Il y a un an, j’ai eu un entretien pour un job. Je m’attendais à un contrat à durée déterminée long, une année, ou même deux. J’ai été déçue d’entendre :
— 6 mois
Quand j’ai dit ça à mes copines, elles m’ont dit :
— C’est mieux que rien, non ?
J’en suis là. En suis-je là ? Accepter un job, parce que c’est mieux que rien. Parce que je n’ai rien d’autre. Parce que je n’ai pas assez d’argent pour partir en vacances. Parce que je n’ai pas le choix. Parce que j’ai fait de mauvais choix à un moment donné. Parce que c’est mon destin. Parce qu’on ne me donne pas ma chance ailleurs. Parce que j’ai déjà reçu environ 350 lettres ou email me disant que malgré mes compétences, ils avaient choisi une autre personne pour occuper le poste.
Un jour, j’ai lu ma lettre de motivation et elle m’a fait penser à un tricotin : quand j’étais petite j’avais un petit soldat, avec des clous sur la tête et un trou à travers tout le petit soldat. Avec une aiguille, je faisais passer le fil sur le clou par-dessus le fil et ça produisait un petit tuyau de laine qui ne servait à rien. Et quand le rouge était terminé, je prenais le bleu, puis d’autres couleur et ça donnait ce tuyau de laine coloré et inutile.
Ma lettre de motivation ressemblait à ce petit tuyau. Chaque fois que j’avais une idée, j’ajoutais une phrase, que j’encastrais plus ou moins parmi les autres phrases. Je réarrangeais le texte en fonction de mes ajouts. Et ce jour-là, en la relisant, j’ai trouvé qu’elle n’avait aucun sens. Que si j’étais une recruteuse, je ne me recruterais pas. Alors j’ai pris une feuille blanche et j’ai écrit une lettre, d’une traite, en anglais, qui commençait comme ça :
« Dear Madam, dear Sir,
In the companies I worked for, you do not think out of the box, your throw away the box and you find something different; the companies I worked for empower and trust employees; in those companies you adapt, thrive, and succeed (or not) every day. ».

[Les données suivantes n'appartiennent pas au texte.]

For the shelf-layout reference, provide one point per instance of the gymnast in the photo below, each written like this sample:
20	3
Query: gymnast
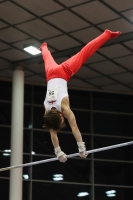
56	102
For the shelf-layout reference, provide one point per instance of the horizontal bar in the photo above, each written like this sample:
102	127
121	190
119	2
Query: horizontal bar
68	156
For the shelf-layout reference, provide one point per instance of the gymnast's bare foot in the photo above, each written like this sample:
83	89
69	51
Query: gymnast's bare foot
113	34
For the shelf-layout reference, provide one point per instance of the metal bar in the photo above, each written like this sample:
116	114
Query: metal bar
68	156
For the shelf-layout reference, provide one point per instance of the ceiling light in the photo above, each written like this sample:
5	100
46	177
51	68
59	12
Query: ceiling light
111	193
82	194
6	154
7	150
58	177
26	176
32	50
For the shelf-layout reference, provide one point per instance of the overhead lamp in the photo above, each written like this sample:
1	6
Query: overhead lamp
32	50
82	194
111	193
7	152
58	177
25	176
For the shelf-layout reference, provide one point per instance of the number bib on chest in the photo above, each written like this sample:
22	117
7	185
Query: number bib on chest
52	94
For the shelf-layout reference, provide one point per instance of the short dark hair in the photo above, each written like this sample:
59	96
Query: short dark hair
52	120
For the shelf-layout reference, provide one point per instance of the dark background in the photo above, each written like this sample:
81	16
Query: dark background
103	118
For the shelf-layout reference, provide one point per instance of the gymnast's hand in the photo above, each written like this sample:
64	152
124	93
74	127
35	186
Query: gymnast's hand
82	149
60	154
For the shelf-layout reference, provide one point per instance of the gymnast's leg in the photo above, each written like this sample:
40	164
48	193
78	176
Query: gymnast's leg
75	62
47	57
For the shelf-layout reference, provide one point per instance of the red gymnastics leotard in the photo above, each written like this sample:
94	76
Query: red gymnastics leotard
68	68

Ce qui donne, en français, plus ou moins :
« Chère Madame, cher Monsieur,
Dans les entreprises pour lesquelles j'ai travaillé, vous ne sortez pas des schémas habituels, vous les jetez et vous trouvez quelque chose de différent ; les entreprises pour lesquelles j'ai travaillé responsabilisent et font confiance aux employés ; dans ces entreprises, vous vous adaptez, vous vous épanouissez et vous réussissez (ou non) chaque jour. »
Voilà. Je suis comme ça, je suis curieuse, j’ai des idées, des compétences. Jour après jour, je construisais, je gérais des projets, mes projets, je collaborais, je documentais, j’avançais, j’écoutais, je conseillais. Et à 54 ans, je me retrouve devant une jeune recruteuse de 25 ans, pour un job administratif dans une institution administrative, qui me demande comment je suis dans la collaboration. Et je réponds quoi ? « Oui, j’aime bien collaborer ».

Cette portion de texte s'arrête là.